Tag der seltenen Krankheiten – Rare Disease Day 29.02.2012

SALZBURG. Am 29. Februar 2012 ist der Internationale Tag der Seltenen Krankheiten (Rare Disease Day). Das Hauptziel dieses besonderen Tages ist es, in der Öffentlichkeit und bei den Entscheidungsträgern das Bewusstsein für seltene Krankheiten und deren Auswirkungen auf das Leben der Betroffenen zu stärken. Aus diesem Anlass lädt das EB-Haus Austria der Universitätsklinik für Dermatologie Salzburg zum Tag der offenen Tür.

Als selten gilt in Europa eine Krankheit, von der nicht mehr als einer von 2.000 Menschen betroffen ist. Es handelt sich bei den Seltenen Krankheiten (SK) oft um genetisch bedingte, chronische und häufig die Lebensqualität schwer beeinträchtigende Veränderungen, die viele Organe, darunter oft auch die Haut, betreffen können. PatientInnen mit SK bedürfen praktisch immer einer multidisziplinären Behandlung.

In Österreich wird durch das Bundesministerium für Gesundheit ein Nationaler Aktionsplan für Seltene Krankheiten ausgearbeitet, eine Nationale Koordinationsstelle für Seltene Erkrankungen hat 2011 ihre Arbeit aufgenommen. Darüber hinaus wurde im Dezember 2011 mit der Gründung von Pro Rare Austria – Allianz für seltene Erkrankungen eine Dachorganisation geschaffen, um den gemeinsamen Anliegen von Betroffenenen mit einer SK eine stärkere Stimme zu verleihen.

Auch die EU hat sich hinter eine verstärkte Versorgung von PatientInnen mit einer SK gestellt. Ein wichtiges Arbeitsgremium ist dabei das European Union Committee of Experts on Rare Diseases (EUCERD), wobei Medizinalrat Primarius Univ.-Prof. Dr. Helmut Hintner vom Bundesministerium für Gesundheit als österreichischer Vertreter entsandt worden ist.

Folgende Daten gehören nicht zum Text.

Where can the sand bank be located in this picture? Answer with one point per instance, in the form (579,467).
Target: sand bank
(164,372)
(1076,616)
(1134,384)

Das Universitätsklinikum Salzburg (Paracelsus Medizinische Privatuniversität, PMU/Salzburger Landeskliniken, SALK) beschäftigt sich seit geraumer Zeit verstärkt mit der Erforschung, Diagnose und Therapie von SK. Insbesondere setzen sich die Kliniken für Dermatologie, Kinder- und Jugendheilkunde, Neurologie und Innere Medizin I bzw. das Institut für erbliche Stoffwechselkrankheiten der PMU für SK ein. Der Aufbau eines Salzburger Zentrums für Seltene Krankheiten steht auf Betreiben von Univ.-Prof. Dr. Johann Bauer vor der Fertigstellung.

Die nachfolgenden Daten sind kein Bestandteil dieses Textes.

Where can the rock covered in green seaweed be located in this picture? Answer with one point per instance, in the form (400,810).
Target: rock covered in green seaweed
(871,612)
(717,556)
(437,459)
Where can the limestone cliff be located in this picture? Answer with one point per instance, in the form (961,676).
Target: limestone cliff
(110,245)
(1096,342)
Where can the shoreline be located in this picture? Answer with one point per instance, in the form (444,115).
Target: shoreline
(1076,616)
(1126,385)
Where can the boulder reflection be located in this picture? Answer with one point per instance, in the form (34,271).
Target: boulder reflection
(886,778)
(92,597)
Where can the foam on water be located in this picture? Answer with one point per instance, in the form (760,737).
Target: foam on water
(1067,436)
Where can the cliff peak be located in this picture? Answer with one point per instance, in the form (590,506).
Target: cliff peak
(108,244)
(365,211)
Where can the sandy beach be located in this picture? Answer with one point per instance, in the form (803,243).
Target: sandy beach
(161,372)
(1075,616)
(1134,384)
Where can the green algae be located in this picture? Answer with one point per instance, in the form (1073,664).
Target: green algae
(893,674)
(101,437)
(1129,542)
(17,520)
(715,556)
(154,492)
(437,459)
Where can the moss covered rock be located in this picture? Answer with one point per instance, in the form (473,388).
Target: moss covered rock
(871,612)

Ein Teil davon ist auch die Spezialambulanz für Genodermatosen (Leitung: Univ.-Prof. Dr. Johann Bauer; Priv.-Doz. Dr. Martin Laimer), für die bereits eine telefonische Informationsstelle eingerichtet wurde (Genodermatosen: Dr. Anja Diem 0662-4482-57158, Stoffwechselerkrankungen: Dr. Barbara Volkmar 0662-4482-57158), deren Service in naher Zukunft ausgebaut werden soll. Einem Tumorboard gleich, wurde mit Ende 2011 ein sogenanntes Board für Seltene Krankheiten eingerichtet. Dabei werden die Erkrankungen von der Diagnose bis zur Therapie multidisziplinär diskutiert. Weiters wurde eine überregionale Kooperation mit der Medizinischen Universität Innsbruck (Univ.-Prof. DDr. Johannes Zschocke, Univ.-Prof. Dr. Matthias Schmuth, Univ.-Prof. Dr. Daniela Karall, u.a.) aufgebaut und ein Forum für Seltene Krankheiten gegründet. Von 4.-5.10.2012 wird der 2. Österreichische Kongress für Seltene Krankheiten in Salzburg stattfinden.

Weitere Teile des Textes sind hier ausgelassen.